Naquela época, uma organização americana chamada American Colonization Society
(em tradução livre, Sociedade Americana de Colonização) havia sido criada com o
propósito de levar escravos libertos e negros nascidos livres de volta para a
África.
Na época a
ideia parecia bem absurda afinal, tanto os ex-escravos quanto os nascidos livres
eram americanos. Mas, naquele tempo, o pensamento racista e escravista permitia
esse tipo de conclusão. Levar a população negra para a África seria, na visão
desta organização, um modo de impedir o aumento da criminalidade ou os
casamentos interraciais.
Hoje, essa
ideia parece absurda e até mesmo bizarra, mas na época foi bastante apoiada nos
Estados Unidos.
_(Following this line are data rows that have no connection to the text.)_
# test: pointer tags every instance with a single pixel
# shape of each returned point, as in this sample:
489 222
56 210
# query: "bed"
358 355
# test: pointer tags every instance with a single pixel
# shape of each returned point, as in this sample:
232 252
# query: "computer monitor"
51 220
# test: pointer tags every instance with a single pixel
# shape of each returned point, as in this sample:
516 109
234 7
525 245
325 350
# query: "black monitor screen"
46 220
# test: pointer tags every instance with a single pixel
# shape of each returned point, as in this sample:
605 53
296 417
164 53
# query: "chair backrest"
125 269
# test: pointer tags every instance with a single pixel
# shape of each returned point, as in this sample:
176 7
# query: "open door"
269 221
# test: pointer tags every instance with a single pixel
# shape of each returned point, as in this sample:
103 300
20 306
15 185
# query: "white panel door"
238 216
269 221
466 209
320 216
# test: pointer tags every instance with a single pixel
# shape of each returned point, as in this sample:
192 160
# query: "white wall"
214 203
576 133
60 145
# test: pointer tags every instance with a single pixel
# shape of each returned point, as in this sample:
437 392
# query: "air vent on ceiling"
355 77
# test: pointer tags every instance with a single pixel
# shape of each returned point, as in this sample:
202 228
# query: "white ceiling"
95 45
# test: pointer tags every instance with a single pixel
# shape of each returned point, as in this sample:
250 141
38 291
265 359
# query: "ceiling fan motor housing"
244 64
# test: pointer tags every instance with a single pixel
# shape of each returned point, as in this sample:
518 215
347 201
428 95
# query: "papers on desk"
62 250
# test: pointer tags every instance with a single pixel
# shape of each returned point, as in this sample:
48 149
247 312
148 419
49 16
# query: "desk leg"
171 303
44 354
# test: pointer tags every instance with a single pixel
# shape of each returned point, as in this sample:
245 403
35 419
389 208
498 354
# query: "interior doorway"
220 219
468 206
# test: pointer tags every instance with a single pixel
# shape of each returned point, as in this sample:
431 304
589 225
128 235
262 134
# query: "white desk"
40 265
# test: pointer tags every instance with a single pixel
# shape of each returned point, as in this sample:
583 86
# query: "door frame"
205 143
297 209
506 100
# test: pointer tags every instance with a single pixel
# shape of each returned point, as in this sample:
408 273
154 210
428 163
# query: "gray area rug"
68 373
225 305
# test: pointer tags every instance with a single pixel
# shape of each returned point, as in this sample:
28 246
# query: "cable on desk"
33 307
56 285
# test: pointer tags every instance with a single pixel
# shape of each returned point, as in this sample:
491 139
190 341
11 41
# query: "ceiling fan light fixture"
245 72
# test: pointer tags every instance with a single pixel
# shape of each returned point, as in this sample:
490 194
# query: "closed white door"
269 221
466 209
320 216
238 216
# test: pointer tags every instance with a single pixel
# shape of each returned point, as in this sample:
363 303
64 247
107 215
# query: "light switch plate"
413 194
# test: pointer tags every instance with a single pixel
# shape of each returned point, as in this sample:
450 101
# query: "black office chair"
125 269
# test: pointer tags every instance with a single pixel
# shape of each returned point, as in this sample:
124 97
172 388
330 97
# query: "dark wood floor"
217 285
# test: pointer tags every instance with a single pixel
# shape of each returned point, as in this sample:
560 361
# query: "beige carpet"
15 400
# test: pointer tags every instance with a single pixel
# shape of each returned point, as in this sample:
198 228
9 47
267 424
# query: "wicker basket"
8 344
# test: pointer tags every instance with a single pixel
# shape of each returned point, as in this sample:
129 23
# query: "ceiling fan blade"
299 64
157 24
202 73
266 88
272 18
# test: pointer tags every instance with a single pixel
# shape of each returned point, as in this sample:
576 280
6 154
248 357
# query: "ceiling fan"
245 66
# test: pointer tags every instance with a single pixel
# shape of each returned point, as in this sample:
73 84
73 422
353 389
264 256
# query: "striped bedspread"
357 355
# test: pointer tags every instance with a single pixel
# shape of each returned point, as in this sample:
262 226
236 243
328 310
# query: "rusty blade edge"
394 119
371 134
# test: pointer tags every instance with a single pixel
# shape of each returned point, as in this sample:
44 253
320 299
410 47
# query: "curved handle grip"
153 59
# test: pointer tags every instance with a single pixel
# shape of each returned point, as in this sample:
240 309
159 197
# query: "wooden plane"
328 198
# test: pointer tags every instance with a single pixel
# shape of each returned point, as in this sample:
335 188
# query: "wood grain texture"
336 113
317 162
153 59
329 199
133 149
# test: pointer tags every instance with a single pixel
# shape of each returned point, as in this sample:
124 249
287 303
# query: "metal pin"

O projeto foi financiado através da arrecadação de dinheiro em
vários estados, recebendo o apoio até mesmo do presidente, James Monroe.
Em meados de
1821, o território da já Libéria havia sido definido, e os primeiros migrantes
já haviam chegado. Em 1822, foi criada a capital, Monróvia, nomeada em
homenagem ao presidente Monroe.
Apenas em
1824 o país foi fundado oficialmente sob esse nome, que tencionava indicar ‘país
da liberdade’. Apesar da conexão bastante próxima com seu país de origem, os
agora liberianos declararam sua independência em 1847. Mesmo assim, sua ligação
próxima com os Estados Unidos manteve de fora os demais colonizadores europeus.
Quando a
região da Libéria foi demarcada, não havia sido levado em consideração os povos
que já viviam na região. A divisão forçada do território foi um dos fatores que
levaram aos conflitos e guerras civis enfrentadas no país no século seguinte,
gerando um país hoje muito pobre e devastado.
Hoje a
Libéria está em processo de estabilização após uma cruel guerra civil,
reconstruindo suas forças armadas e consolidando a democracia. Sendo também
considerada um dos países mais pobres do mundo, enfrenta desafios econômicos e
sociais, com grande dependência da agricultura e mineração. A segurança
melhorou, mas viajantes devem ter cautela.
Etiópia e
Libéria, os dois
países têm histórias muito curiosas : um deles conseguiu expulsar os colonos, e
o outro tinha acabado de ser formado por imigrantes negros que fugiram da
escravidão no Estados Unidos, mas na atualidade enfrentam os mesmos problemas e
desafios que marcam a realidade de outros países do continente.’